2. Graph Algorithms: Centrality and Influence
While the visual representation of networks is an essential tool in itself, network analysis doesn't stop there. Graph algorithms are a set of techniques used to analyse and manipulate graphs in network analysis. These algorithms can be used to identify patterns and relationships within a network, such as:
- Degree Centrality: Measures the number of direct connections an entity has.
- Betweenness Centrality: Measures how often an entity acts as a bridge between other entities in the network.
- Graph Clustering: Identifies groups of nodes that are tightly connected within a network.
In the context of financial crime, graph algorithms can help reveal key players, influencers, and rings within criminal networks, such as masterminds or intermediaries responsible for coordinating illicit activities. By identifying these central figures, investigators can focus their efforts on the most critical targets, potentially disrupting the entire network and uncovering further evidence.

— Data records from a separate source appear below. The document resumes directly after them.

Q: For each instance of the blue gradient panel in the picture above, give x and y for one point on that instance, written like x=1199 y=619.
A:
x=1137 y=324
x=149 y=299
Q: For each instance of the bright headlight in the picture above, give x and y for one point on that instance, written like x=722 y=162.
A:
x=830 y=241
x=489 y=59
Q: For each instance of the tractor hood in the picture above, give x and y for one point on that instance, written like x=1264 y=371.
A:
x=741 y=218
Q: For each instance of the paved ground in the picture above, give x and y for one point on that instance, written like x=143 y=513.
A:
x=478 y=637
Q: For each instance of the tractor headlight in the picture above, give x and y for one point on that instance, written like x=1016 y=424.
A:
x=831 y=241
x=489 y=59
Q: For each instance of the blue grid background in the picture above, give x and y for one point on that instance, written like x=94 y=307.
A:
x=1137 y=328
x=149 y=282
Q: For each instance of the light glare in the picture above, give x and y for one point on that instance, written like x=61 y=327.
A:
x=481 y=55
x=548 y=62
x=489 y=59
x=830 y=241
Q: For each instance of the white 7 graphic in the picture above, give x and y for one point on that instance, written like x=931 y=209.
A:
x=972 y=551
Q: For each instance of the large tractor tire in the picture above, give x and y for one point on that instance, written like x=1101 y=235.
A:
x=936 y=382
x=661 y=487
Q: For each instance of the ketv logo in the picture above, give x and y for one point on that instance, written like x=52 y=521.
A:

Contextual Link Analysis: Combining AI and Link Analysis
Link analysis used simply as a visual tool is not sufficient on its own for investigating financial crime.
Only providing a visual representation of entities and their connections, does not necessarily reveal which parts of the network are suspicious. In other words, simply looking at a network of connections doesn't automatically indicate which entities or relationships are involved in illegal activities.

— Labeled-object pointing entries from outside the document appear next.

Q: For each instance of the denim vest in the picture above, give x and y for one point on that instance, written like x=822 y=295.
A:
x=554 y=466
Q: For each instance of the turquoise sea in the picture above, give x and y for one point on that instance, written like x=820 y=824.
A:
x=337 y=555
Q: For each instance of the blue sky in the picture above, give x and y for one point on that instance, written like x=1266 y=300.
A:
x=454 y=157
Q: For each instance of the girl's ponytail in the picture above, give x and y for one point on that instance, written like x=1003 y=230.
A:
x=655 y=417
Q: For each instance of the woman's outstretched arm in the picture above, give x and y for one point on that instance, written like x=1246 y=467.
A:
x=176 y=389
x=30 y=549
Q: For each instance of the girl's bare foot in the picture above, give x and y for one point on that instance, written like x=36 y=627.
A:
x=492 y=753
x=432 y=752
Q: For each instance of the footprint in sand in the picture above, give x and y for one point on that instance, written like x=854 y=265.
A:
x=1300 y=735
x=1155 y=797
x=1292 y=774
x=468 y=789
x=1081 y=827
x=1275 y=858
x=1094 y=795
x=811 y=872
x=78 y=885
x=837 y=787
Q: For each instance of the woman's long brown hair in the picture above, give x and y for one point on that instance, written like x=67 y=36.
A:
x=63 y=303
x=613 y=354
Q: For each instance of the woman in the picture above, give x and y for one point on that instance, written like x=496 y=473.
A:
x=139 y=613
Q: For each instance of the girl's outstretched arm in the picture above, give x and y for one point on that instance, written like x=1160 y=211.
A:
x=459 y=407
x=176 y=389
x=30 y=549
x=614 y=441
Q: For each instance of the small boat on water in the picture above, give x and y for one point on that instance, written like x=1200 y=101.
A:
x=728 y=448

To enhance the effectiveness of link analysis, there is a need for a more contextual approach that can highlight suspicious nodes (entities) and relationships within the network.
This is where Artificial Intelligence (AI) can play a crucial role in augmenting link analysis. With AI’s powerful pattern recognition capabilities, techniques such as anomaly detection can be used to identify abnormalities in data over time. For example, an AI system can analyse a large dataset of financial transactions and flag accounts with irregular transaction amounts, frequent transfers to high-risk jurisdictions, or sudden changes in transaction patterns.
It can help investigators focus on specific accounts or individuals that warrant further scrutiny. In addition, AI can by combined with graph theory to find network- specific anomalies, allowing investigators to uncover unusual rings, clusters, or influential entities within a network that may be indicative of criminal activities, such as money laundering or fraud.
This is precisely what the Eastnets solution offers using its Suspicious Activity model. By leveraging historical transactions, SafeWatch AML uses deep learning to detect accounts behaving suspiciously from both, a transactions and network perspective.
The results of these models are integrated with a link analysis visualisation by highlighting nodes (entities) which have been flagged. This allows investigators to intuitively connect the dots during an investigation and identify if an account is or is connected to an account that is suspicious.
As financial crime continues to evolve and grow in complexity, it is essential for financial institutions to adopt advanced analytics and innovative tools to stay ahead in the fight against money laundering, fraud, and other illicit activities.
By combining the power of link analysis, AI, and graph theory, investigators can gain a deeper understanding of the relationships within financial networks, uncover hidden connections, and identify key players in criminal activities. As a result, financial institutions can significantly enhance their risk management strategies, reduce false positives and negatives, and ultimately, contribute to a safer and more transparent global financial ecosystem.